Fox, of Dimond High fame, scored six goals in four games this summer to help the Alaska Timbers go 5-0-1 and win the Last Frontier division. He was named first-team All-UPSL and was one of four players nationally to be nominated for MVP honors.
The 6-foot-3 forward netted the first goal in team history on his way to having two goals in three separate games and finishing second on his team in points.
“We had a great squad,” Fox said. “Will (Lucero) and Jeremy (Johnson) are both fantastic coaches. I’m glad they gave me the opportunity to play. It was a team effort that led to us winning the league.”
Wrapping up his career with awards and accolades felt much better than how things finished at the University of California Santa Cruz, where he played only seven games as a senior before an injury ended his career prematurely.
In four seasons with the NCAA D3 Banana Slugs, Fox collected 3-3-9 scoring totals in 42 games. His best season came as a junior when he racked up three goals, one assist and nine starts in 19 games.
Playing with the Timbers allowed Fox to end his career on a high note. He played men’s league in 2019 but that didn’t cut it. He needed the UPSL.
“It was cool to just get the opportunity post college to be able to play at a high level and get back into shape that I definitely lost,” he said with a laugh. “I just love the game and playing with the guys, so I think it was a great opportunity for me.”

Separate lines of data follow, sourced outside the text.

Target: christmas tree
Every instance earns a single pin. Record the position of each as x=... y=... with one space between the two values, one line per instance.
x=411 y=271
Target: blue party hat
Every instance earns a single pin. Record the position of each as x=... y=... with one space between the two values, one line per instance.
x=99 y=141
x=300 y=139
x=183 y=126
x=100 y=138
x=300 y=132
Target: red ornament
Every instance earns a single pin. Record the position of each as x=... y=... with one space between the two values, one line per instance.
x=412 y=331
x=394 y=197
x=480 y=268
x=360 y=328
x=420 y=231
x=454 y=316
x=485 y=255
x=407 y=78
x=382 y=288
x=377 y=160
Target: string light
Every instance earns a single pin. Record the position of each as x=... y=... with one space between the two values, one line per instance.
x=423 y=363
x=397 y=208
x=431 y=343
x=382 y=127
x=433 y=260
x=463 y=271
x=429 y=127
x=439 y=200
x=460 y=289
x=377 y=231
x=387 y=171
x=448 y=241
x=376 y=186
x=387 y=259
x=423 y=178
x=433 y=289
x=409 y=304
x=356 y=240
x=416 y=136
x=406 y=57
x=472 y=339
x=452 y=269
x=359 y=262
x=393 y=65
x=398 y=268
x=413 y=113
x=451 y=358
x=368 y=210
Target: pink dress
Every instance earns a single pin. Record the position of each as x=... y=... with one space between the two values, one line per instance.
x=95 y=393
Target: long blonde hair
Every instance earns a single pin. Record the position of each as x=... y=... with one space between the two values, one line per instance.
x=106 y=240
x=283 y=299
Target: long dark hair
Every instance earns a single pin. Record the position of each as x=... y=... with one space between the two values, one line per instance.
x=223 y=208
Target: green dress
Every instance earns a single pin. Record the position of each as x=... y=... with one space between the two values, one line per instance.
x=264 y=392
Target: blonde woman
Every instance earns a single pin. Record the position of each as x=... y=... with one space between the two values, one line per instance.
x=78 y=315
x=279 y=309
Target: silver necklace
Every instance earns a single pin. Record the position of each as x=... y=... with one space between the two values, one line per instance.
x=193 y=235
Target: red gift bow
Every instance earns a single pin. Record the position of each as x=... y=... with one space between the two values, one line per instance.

The nationwide UPSL came to Alaska in 2019 and the 2020 season featured four teams in Anchorage, Fairbanks and the Mat-Su Valley comprised of high school, college and older players.
“I think the UPSL overall gives Alaska a new dimension and a new chance for especially for younger players,” Fox said. “There are a lot of players looking to go to the next level and having a semi-pro league in Alaska provides that exposure.”
“I think it’s a great thing what Alaska is doing to provide a more competitive atmosphere than, just say, men’s league.”
With higher stakes, Fox felt a higher sense of responsibility to share his expansive experience with younger players who have aspirations to play in college. He provided context to questions and offered insight to help them get a leg up before making the jump.
“It’s always cool to see that desire in younger players to go on and play at the next level,” he said. “It’s a lot of work, but it’s also very rewarding.”
Fox, 22, graduated from UC Santa Cruz in 2019 with a degree in Legal Studies and he’s now attending law school at George Washington University in our nation’s capital.
He credited the structure of college soccer for helping shape his work ethic as a student.
“You really don’t have an option to get behind on anything and that motivated me to work hard on the field and then off the field just get it done in the classroom so I could spend as much time as I thought was necessary on soccer, and I could really enjoy it without having deadlines or anything hanging over me,” he said.
“That also transitioned to law school, where having that structure throughout college has enabled me to keep that same mentality and desire and time management skills. Having that balance in under grad really helped prepare me for the time management of it because (law school) is a lot of reading and a lot of time, but I’m really enjoying it here.”
Fox said he loves living in Washington, D.C. He also spent two and a half months there as a summer intern when he was in college.
“When I was applying for law schools D.C. was one of my top choices,” he said. “I’m very glad to be back and I want to do something in the intersection of law and politics and look to help shape the political system.”
Fox will go from scoring goals as a striker to assisting people as an attorney.
“It’s my opinion the law doesn’t work for a lot of people it should,” he said. “I hope to help change that.”